MMA Intrigue: Maurice Smith
“There is no such thing as having enough cardio, there never is. You can always get better in cardio. It’s actually the only thing you can control out there.”
With the UFC recently announcing Smith as the latest entrance into their prestigious Hall of Fame during this year’s international fight week, we give the man known simply as ‘Mo’ the MMA Intrigue treatment.
A Seattle, Washington native, Smith got into martial arts the same way so many boys in the 70s and 80s did; through watching Bruce Lee. Taking up Taekwondo, alongside the obligatory Karate and Wing Chun, Smith eventually found his way to Kickboxing; the sport he would represent so well inside the Octagon.
A 7-0 record as an amateur kickboxer was followed by an entrance into the professional world. Smith lost his first bout, and noticed his lack of stamina was what had cost him the contest. Smith would then train comprehensively to improve his cardio (something he would later be known for after entering the world of MMA). He would later return to beat the man he lost to on his professional debut, Tony Moretti on the route to titles in both the WKC and the WKA.
Whilst over the course of his career Smith would come out second best in most of his big name fights in the world of kickboxing, (losing to the likes of Don ‘The Dragon’ Wilson, Peter Aerts, Rick Roufus and Ernesto Hoost) it was the world of MMA in which he would make his most impactful contributions.
Making his MMA debut in 1993, ‘Mo’ would garner wins over Minoru Suzuki and Conan Silveira during his early career in Pancrase and RINGS, and would eventually enter the UFC in 1997. Smith’s first UFC appearance came for the UFC Heavyweight championship. In an absolutely epic bout that’s well worth checking out for you UFC Fight Pass subscribers, Smith beat Mark ‘The Hammer’ Coleman in a 21 minute battle, not only winning the Heavyweight strap but also 1997 Fight of the Year honours. In a testament to his epic cardio, he’s one of the only fighters in MMA with a victory by ‘exhaustion’ in his first and only title defence against fan favourite ‘Tank’ Abbott at the subsequent UFC pay per view. A notable fact for this fight, it was the first time in UFC history a fighter had registered a successful title defence. God, I miss the 90s.

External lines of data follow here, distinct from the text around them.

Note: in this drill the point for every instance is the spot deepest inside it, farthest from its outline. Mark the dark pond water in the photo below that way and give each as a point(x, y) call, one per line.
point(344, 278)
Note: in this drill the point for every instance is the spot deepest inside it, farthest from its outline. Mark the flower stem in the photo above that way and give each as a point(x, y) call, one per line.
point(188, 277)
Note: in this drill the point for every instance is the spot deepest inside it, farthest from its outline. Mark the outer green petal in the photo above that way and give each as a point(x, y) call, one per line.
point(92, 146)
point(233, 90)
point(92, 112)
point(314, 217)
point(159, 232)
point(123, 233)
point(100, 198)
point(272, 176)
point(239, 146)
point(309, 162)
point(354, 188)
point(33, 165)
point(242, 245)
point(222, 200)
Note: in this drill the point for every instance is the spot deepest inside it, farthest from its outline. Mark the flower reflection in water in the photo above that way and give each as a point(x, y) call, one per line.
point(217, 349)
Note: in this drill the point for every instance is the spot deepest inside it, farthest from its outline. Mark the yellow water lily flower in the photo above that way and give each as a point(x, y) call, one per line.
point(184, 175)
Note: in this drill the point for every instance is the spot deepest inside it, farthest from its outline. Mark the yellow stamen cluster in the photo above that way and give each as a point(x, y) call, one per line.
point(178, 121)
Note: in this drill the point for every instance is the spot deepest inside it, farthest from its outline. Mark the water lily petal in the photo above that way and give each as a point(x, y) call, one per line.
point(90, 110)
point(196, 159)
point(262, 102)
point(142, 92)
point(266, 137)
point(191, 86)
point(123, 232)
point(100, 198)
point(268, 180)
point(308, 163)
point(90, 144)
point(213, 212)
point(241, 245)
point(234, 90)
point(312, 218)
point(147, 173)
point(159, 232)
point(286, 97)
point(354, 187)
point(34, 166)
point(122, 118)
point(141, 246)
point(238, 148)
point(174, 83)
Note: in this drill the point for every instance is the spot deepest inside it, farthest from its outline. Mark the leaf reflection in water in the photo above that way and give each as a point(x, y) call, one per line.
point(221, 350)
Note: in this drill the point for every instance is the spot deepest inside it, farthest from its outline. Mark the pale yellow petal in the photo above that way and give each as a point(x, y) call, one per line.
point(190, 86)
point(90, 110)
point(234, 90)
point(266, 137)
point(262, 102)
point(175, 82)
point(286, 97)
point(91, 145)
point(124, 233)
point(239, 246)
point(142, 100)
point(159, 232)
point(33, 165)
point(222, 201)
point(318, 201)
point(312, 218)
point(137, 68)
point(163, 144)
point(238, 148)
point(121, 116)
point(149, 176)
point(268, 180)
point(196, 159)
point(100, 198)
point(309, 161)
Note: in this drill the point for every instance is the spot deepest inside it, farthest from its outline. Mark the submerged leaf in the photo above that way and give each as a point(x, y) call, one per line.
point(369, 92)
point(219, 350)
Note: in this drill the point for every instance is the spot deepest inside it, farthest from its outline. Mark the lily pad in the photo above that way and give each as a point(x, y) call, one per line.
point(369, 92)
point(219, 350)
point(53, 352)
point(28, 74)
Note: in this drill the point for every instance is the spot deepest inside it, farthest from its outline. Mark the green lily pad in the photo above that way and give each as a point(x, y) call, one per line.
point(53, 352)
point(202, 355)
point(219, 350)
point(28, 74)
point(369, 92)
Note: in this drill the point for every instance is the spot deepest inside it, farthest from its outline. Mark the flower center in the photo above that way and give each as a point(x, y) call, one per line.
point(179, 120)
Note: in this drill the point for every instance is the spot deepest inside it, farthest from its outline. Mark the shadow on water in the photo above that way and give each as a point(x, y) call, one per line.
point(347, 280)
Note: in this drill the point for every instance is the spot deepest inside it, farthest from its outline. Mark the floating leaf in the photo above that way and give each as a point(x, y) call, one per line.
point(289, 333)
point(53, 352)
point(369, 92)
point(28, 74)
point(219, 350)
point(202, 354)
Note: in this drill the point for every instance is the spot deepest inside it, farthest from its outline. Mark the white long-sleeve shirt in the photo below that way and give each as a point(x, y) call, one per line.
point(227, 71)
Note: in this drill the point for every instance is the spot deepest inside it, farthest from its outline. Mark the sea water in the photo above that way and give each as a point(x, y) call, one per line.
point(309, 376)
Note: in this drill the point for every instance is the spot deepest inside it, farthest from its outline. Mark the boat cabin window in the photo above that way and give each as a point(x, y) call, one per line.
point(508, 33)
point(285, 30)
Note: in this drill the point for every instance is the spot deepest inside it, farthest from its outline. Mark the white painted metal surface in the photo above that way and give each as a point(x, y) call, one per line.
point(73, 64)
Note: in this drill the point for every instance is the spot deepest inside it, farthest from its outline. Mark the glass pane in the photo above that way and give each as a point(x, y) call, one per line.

A long-time training partner of fellow legend Frank Shamrock, the two worked wonders for one another’s careers. Smith, a highly proficient striker, struggled considerably with the ground work in his early MMA career. He was tapped by Suzuki in the rematch, twice by Bas Rutten, by Kiyoshi Tamura and by Shamrock himself. Shamrock, on the other hand, was part of an early MMA super-camp in the Lion’s Den, a camp that focused almost exclusively on skills training. Together (and along with a young Javier Mendez of A.K.A fame) they broke off to form ‘The Alliance’ where Smith would improve Shamrock’s conditioning immeasurably, and Shamrock would arm Smith with the grappling defence he needed to really showcase his striking prowess in the MMA arena.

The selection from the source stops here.